Index

PyPI - Python Version Tests Coverage License

Source Code: https://github.com/VictorAut/liken

Liken:
phrasal verb
/ˈlaɪ.kən/
to say that something is similar to or has the same qualities as something else

Why...

Liken provides enhanced deduplication tooling for DataFrames.

The key features are:

Near deduplication tooling
Exploratory duplicate-rate profiling
Fuzzy string matching deduper
TF-IDF tokenization deduper
LSH tokenization deduper
Jaccard set deduper
Cosine set deduper
Pandas API extension
Composable, rules-based, deduplication pipelines
Predicate dedupers for rules
Record linkage and canonicalization
Built-in Preprocessors
Pandas, Polars, Modin, Ray, Dask and PySpark support
Customizable in pure Python
Synthetic record creation
Easy to understand syntax
Dummy datasets for practice

Liken aims to answer the call for as-easy-to-use near deduplication as possible, with as natural and easy to understand syntax as possible.

Cut boilerplate code to simple deduplication pipelines with Liken.

Supported DataFrame Libraries

Installation

Install with pip:

pip install liken

Install with uv:

uv pip install liken

Extras

Liken supports pandas and polars in the default installation.

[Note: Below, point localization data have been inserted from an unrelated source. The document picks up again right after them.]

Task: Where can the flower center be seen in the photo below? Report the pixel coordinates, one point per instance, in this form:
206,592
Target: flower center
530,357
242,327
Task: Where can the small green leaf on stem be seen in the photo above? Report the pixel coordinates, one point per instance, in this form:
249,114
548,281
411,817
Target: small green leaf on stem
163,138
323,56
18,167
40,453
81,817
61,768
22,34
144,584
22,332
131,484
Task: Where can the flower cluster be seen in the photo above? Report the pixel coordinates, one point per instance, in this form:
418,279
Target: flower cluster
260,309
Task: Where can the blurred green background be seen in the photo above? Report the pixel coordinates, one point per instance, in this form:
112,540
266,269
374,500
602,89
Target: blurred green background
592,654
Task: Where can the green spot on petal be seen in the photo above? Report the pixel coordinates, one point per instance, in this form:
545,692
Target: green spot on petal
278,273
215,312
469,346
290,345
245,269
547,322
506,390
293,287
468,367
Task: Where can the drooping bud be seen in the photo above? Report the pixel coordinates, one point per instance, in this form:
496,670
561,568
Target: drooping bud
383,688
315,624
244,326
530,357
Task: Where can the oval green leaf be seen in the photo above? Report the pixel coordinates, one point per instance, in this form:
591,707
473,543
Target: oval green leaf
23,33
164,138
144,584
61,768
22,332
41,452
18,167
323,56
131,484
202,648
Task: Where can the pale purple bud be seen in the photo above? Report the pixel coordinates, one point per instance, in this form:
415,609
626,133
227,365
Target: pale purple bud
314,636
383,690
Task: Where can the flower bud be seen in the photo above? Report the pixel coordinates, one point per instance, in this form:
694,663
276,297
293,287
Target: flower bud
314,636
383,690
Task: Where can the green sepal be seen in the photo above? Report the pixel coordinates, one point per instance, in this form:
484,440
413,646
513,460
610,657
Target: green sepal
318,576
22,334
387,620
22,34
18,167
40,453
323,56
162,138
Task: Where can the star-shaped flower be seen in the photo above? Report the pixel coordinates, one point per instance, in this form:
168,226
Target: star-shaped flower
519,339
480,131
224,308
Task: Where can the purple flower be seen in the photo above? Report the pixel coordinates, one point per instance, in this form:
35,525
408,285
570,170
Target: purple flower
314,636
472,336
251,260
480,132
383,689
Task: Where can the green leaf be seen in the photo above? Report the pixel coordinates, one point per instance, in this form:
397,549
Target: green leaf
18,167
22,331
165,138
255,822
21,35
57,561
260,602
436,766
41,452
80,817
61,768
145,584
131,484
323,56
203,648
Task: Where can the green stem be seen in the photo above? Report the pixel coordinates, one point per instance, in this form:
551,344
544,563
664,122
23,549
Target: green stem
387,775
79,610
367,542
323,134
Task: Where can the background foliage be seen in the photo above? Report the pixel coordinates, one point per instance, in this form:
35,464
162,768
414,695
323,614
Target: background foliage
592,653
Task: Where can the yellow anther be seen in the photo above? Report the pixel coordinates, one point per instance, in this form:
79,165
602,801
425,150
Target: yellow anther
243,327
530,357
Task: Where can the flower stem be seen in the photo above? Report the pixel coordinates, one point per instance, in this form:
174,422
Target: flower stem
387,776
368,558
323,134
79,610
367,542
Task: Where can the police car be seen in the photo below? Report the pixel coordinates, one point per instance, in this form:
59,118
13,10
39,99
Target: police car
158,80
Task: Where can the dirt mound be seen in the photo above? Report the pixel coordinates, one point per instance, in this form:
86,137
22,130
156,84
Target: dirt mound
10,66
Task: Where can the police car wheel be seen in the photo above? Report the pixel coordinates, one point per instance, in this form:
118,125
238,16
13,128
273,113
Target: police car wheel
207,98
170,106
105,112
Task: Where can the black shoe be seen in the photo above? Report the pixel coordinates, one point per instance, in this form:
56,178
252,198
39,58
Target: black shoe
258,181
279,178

Liken also supports multiple other DataFrame libraries, install them optionally:

pipuv

pip install 'liken[dask]'     # deduplicate dask dataframes
pip install 'liken[modin]'    # deduplicate modin dataframes
pip install 'liken[ray]'      # deduplicate ray datasets
pip install 'liken[pyspark]'  # deduplicate pyspark dataframes
pip install 'liken[all]'      # deduplicate with any of the above

uv pip install 'liken[dask]'    # deduplicate dask dataframes
uv pip install 'liken[modin]'   # deduplicate modin dataframes
uv pip install 'liken[ray]'     # deduplicate ray datasets
uv pip install 'liken[pyspark]' # deduplicate pyspark dataframes
uv pip install 'liken[all]'     # deduplicate with any of the above

Use `liken` In Your Code

import liken as lk

df = ... # e.g. read data

df = (
    lk.dedupe(df)
    .apply(lk.fuzzy())
    .drop_duplicates("name")
)

Jump to the tutorial to dive deeper into how to build incrementally complex pipelines.

Pandas Affordances

Liken's focus is on composable, complex, deduplication pipelines that scale to distributed datasets. But, extra-easy integration is provided for Pandas DataFrames.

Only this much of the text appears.